Imagine a world where you are weightless, or where image guided robots perform surgery.
Dr. Thomas Jarrett: We can do it through a tiny needle stick.
Dr. Dean Edell: Or having your medicine delivered by R2-D2. No need to imagine. When you can see that work today in hospitals across America. This Robotic pharmacist is on the move, his nick name Mr. Geller. His mission to deliver medication around the University of Maryland's Trauma Center.
Marc Summerfield: As soon as the medication is ready to go we can load Mr. Geller and take off. Not only does the medication get to the minute quicker but the technician then is available to stay in the pharmacy and work on medications for other patients.
Dr. Dean Edell: To help it get around, the robot has a blueprint of the hospital program into its brain.
Female Speaker: It keeps the patients, the nurses happier and the doctors happier.
Dr. Dean Edell: And he rarely needs a break.
Marc Summerfield: It doesn't go to the bathroom.
Dr. Dean Edell: Robots are also helping in the operating room.
Dr. Thomas Jarrett: We avoid the need for an incision altogether.
Dr. Dean Edell: Doctors at Johns Hopkins are combining imaging techniques with Robotic technology to make biopsies less invasive.
Dr. Stephen Solomon: It does this by being able to calculate the exact angle that you need to be at to reach your abnormal target.
Dr. Dean Edell: Doctors are also looking at this precision technology to fight tumors without surgery.
Dr. Thomas Jarrett: We can use the robot to accurately place a prob right in the middle of the tumor and then deliver some energy source to treat the tumor without having to surgically remove it.
Dr. Dean Edell: Space Exploration has launch a galaxy of medical discoveries.
Male Speaker: This is just one of the 26 different experiments.
Dr. Dean Edell: Breakthrough is now being used to help patients recovering from surgery, here on earth.
Charlie Walker: There's no way I could have done that much exercise at this stage without it.
Dr. Dean Edell: Charlie Walker is recovering from his second knee replacement surgery, three months quicker than the first one. The difference maybe this pressure chamber.
Charlie Walker: You think you are an astronaut that's why it was built for.
Dr. Dean Edell: NASA built the chamber to give astronauts artificial gravity in space. On earth the chamber takes away gravity while inside Charlie can get more exercise with less exertion.
This may look like a medieval torture device but it's totally space age. Researchers at the Cleveland Clinic have teamed with NASA to solve health problems of space astronaut and land-lovers alike.
Dr. Peter Cavanagh: Already we know that the level of exercise that is being done by the astronauts on the International Space Station is not enough to prevent bone loss.

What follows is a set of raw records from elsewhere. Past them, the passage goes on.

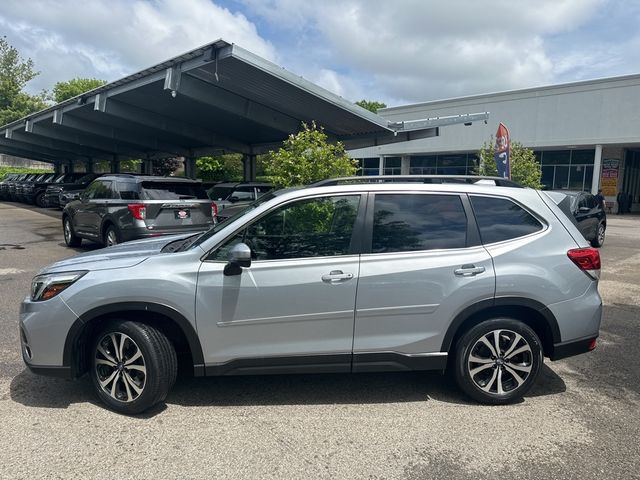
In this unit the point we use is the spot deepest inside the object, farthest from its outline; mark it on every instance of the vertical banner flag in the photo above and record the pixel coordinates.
(503, 152)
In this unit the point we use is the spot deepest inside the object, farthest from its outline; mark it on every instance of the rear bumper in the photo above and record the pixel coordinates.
(572, 348)
(59, 372)
(140, 233)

Dr. Dean Edell: On long missions astronauts lose bone density 10 times faster then post menopausal women.
Brain Davis: There's a possibility that jumping has multiple benefits musculoskeletal, cardiovascular, neurovestibular.
Dr. Dean Edell: Equipment like may someday be on board the International Space Station. But for millions of Americans living with the threat of bone loss there are benefits closer to home.

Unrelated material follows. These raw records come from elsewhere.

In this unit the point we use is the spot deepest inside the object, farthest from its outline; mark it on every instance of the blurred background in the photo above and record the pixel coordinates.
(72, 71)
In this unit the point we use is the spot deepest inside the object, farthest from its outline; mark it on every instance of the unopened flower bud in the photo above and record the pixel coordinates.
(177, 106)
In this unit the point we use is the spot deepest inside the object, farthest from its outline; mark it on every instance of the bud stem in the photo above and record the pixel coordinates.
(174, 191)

Dr. Peter Cavanagh: That give us leads for Osteoporosis prevention on earth.
Dr. Dean Edell: And hope to women like Kathy Brown.
Kathy Brown: It's exciting to see, that there's research, and horizon and even through it's being done for astronauts in space but it somebody benefit me.
Dr. Dean Edell: This team is also testing how space travel can affect the heart and vertigo, spin offs from these experiments can lead to improve treatments for a number of diseases here on earth.